As águas das Piscinas Municipais da Lagoa serviram de cenário, ao final da tarde de desta quinta-feira, 26 de março, para uma das propostas mais audazes da atual edição do Festival Tremor. Num esforço de descentralização cultural que carateriza o evento, a organização escolheu este complexo balnear pela sua profunda ligação à paisagem vulcânica, propondo uma experiência imersiva onde som e natureza se cruzam. Segundo a nota enviada às redações, a iniciativa, que contou com a parceria da Câmara Municipal da Lagoa, reforça o compromisso de criar momentos artísticos únicos fora dos circuitos habituais, aproveitando a relação direta deste espaço emblemático com o mar.

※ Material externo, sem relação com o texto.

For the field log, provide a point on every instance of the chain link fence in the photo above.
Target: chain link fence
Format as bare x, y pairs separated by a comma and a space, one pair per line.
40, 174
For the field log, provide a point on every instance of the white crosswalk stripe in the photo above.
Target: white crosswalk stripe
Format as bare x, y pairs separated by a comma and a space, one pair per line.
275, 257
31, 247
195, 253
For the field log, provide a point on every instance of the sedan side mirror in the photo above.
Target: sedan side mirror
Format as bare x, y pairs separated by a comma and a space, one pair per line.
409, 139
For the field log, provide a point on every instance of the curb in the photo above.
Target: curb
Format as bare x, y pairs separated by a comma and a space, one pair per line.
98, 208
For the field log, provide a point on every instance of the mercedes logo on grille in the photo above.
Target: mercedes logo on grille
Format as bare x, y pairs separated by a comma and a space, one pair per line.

O cartaz na Lagoa dividiu-se em dois momentos. A tarde começou com os «Use Knife», um projeto que une o percussionista iraquiano Saif Al-Qaissy ao duo belga Kwinten Mordijck e Stef Heeren. A banda apresentou uma sonoridade que cruza vozes árabes e sintetizadores analógicos, num confronto entre a tradição e a eletrónica industrial, descrito pela organização como um “ritual poderoso e urgente”. Logo de seguida, o ritmo acelerou drasticamente com a prestação de «DJ Travella», que trouxe à Lagoa o singeli. Este género musical, nascido nos bairros populares da Tanzânia, carateriza-se por uma velocidade vertiginosa — chegando a atingir os 180 batimentos por minuto — e por uma energia crua que transforma espaços em pistas de dança futurista.
Esta ocupação das Piscinas Municipais destaca-se pela forma como o Tremor utiliza a arquitetura natural da ilha para potenciar as suas propostas. Ao integrar o experimentalismo europeu e os ritmos acelerados africanos num espaço de lazer quotidiano, o festival reafirma a sua identidade de exploração do território. Para os espetadores que encheram o recinto ao pôr do sol, a simbiose entre a “fúria” rítmica do singeli e o cenário das rochas vulcânicas da Lagoa ofereceu uma dimensão sensorial e identitária que define o espírito de proximidade deste festival.